While the government has used the nursing shortage as an excuse for the huge backlogs, they refuse to look at measures which can keep nurses in the field and attract more nursing students. Most obviously, they could raise nurses’ pay and benefits. The job is stressful, but higher pay could be the difference as to whether a nurse thinks it’s worth it. Mental health services, paid vacations, massage therapy, gym memberships, and other benefits could help offset the stress placed on nurses.

Finally, the government could make nursing school free to encourage more students to enter the field. Even if they’re passionate about nursing, prospective students are less likely to enter a field in crisis if they know it’ll cost them an average of $21,922, possibly plunging them in debt for decades. Making nursing school—and all education—free would be a first good step to making sure there are fully-trained nurses in hospitals when the next era-defining pandemic hits.

However, neither the federal government nor any of the provincial or territorial governments have taken the necessary steps to address the crisis. Instead, they’ve used the nursing shortage as an excuse to chip away at union rights by hiring temporary, non-unionized nurses from staffing agencies. Contract nurses are often paid higher than full-time nurses, but governments would rather hire them than full-time nurses because they don’t want to give unions more bargaining power.

Instead of improving these conditions, governments have only provided band-aid solutions such as the aforementioned contract nurses, as well as hiring nursing students at low pay and even bringing in the military. Like a dog eating its own tail, some policies designed to address the nursing shortage are only making the COVID-19 crisis worse, such as hospitals forcing nurses to work even if they’re in close contact with a COVID-positive family member. Contrary to scientific evidence, governments have lowered the isolation period for symptomatic workers from ten to five days. The Quebec government is even telling some COVID-positive healthcare workers to keep working despite their infection.

Clearly, governments aren’t listening to scientists or healthcare workers, only to their Bay Street friends who want taxes spent on corporate subsidies, not health-care. Cathryn Hoy, president of the ONA, said that nurses should have pay parity with other emergency workers like firefighters and police. However, the Ontario government won’t even lift the 1 per cent public sector pay cap, a pay cut when factored for inflation. If the government really cared about nurses and the fight against COVID, the government would have immediately increased wages for nurses to attract more workers to the field. Instead we are witnessing the exact opposite. 

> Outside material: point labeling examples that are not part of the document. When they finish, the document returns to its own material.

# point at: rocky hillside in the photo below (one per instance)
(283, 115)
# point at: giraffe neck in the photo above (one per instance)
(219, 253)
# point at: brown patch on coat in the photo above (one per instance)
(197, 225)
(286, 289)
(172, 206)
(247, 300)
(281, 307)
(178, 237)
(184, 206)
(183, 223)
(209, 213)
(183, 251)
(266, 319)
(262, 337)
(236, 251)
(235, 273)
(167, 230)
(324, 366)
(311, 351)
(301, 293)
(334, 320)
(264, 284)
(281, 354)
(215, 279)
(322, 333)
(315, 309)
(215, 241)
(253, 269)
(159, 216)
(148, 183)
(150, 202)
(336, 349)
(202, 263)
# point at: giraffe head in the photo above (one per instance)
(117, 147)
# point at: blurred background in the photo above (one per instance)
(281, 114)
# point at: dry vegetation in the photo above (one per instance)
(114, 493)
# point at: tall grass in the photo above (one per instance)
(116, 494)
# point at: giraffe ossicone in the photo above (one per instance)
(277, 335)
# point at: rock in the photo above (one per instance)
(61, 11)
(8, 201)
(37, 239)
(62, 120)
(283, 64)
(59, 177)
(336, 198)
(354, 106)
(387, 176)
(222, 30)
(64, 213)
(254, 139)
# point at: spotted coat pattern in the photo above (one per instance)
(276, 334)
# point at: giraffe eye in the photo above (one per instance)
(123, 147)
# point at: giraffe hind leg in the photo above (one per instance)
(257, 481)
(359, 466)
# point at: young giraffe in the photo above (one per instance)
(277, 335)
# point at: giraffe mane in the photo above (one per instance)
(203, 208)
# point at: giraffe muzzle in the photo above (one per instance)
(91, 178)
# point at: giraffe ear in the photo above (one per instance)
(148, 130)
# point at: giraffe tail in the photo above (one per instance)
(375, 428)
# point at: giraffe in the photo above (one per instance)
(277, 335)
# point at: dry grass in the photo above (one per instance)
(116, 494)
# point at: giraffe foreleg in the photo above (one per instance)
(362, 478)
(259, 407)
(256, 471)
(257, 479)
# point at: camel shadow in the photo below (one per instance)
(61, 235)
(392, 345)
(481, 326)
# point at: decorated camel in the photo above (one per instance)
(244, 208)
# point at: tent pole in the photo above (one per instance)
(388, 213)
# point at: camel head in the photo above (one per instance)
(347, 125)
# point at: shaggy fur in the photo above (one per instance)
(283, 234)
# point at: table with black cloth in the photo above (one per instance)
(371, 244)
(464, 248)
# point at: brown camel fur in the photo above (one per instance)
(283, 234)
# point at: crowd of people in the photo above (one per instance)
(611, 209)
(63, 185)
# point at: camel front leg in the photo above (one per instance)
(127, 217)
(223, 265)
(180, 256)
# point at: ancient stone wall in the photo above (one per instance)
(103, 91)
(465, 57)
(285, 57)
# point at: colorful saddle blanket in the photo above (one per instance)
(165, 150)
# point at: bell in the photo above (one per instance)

Health-care workers are reasonably concerned that coordinated walkouts will incur discipline from management (as was the case when hundreds of Alberta health-care workers walked off the job in October 2020), but there’s still discussion in private group chats about mass work refusals. Rosie Buote, Durham health-care worker and representative at CUPE 6364, said in an interview with Fightback, “We need mass actions across the entire public service,” and, “we should’ve had 10 general strikes at this point!”

This is the boldness we need from our labour leaders. Petitions, strongly worded letters, and media finger-wagging won’t convince the government of Bay Street to sacrifice profits for the sake of public health. Rather, workers need to exercise the only historically effective tool we have—our labour power—to force the government to hire more health-care workers, increase their pay, and make nursing school free. The nursing shortage can be overcome, but not if it’s left up to capitalists and their loyal representatives in government.